J'affectionne particulièrement ce reportage car il m'a permis de me rendre dans un endroit confidentiel et méconnu, l'abattoir, de me confronter à mes limites et de les dépasser. La difficulté a été de gérer cette limite et d'essayer de ne pas prendre parti pour les amateurs ou détracteurs de produits carnés.

 

Il est 06h30 du matin ce lundi 11 mai lorsque j'arrive aux abattoirs. Juste le temps de sortir mon matériel photos et de rentrer dans le local d'abattage des porcs. L'odeur est désagréable, il y a du sang partout et j'entend régulièrement le cri des cochons qu'on éléctrocute. J'essaie de ravaler ma nausée et je me concentre un maximum pour garder mon sang froid et produire les images les plus neutres possible. Je peux me cacher derrière mon appareil qui agit comme une cuirasse protectrice. Abattage, bain, découpe: je passe par tous les secteurs de production. J'en profite pour discuter avec les employés. Je parle aussi avec Frédéric Telfser, le vétérinaire présent ce jour-là,. Il est en plein contrôle des vicères.
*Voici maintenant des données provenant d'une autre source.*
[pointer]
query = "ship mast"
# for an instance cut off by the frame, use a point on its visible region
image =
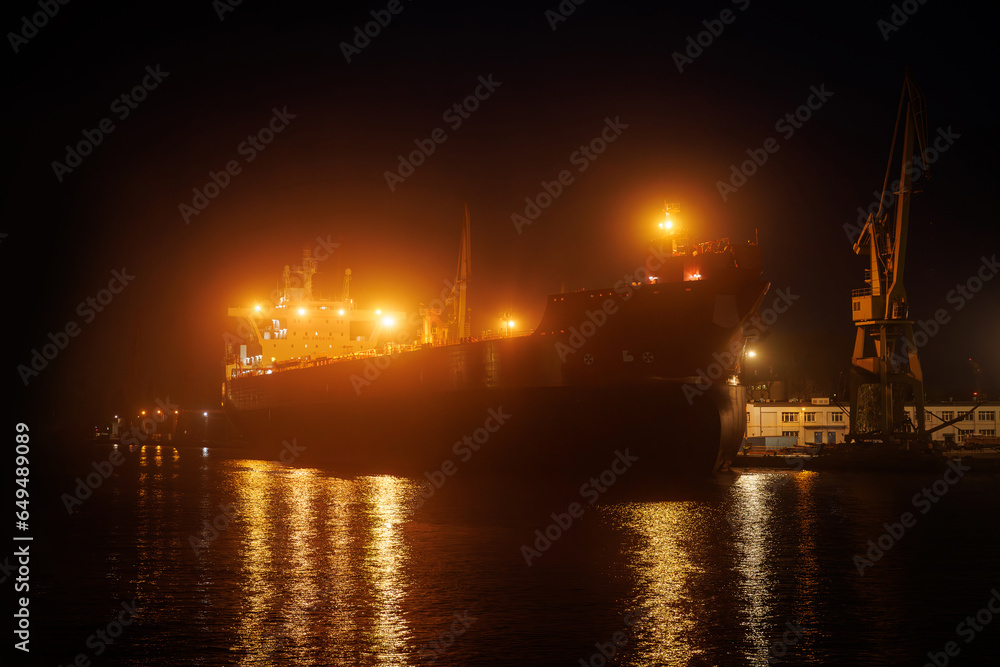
(885, 363)
(460, 289)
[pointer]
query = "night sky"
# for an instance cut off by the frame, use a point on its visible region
(212, 75)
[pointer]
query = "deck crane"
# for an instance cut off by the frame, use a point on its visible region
(885, 367)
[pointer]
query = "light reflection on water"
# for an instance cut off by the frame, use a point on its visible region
(317, 569)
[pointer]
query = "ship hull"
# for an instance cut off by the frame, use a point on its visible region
(529, 431)
(649, 370)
Il me rassure en me disant que les animaux ne souffrent pas. Cette valse dure jusqu'à 08h45. On nous invite à prendre un café et un sandwich au jambon. Je ne peux rien avaler.

 

Il est maintenant 09h15 et je passe dans la salle d'à côté pour l'abattage d'un veau et d'une genisse. Je dois régulièrement sortir pour reprendre mes esprits tant l'odeur de corne brûlée est forte et celle des vicères encore fumantes, désagréable.

 

Je reste sur place jusqu'à 11h00.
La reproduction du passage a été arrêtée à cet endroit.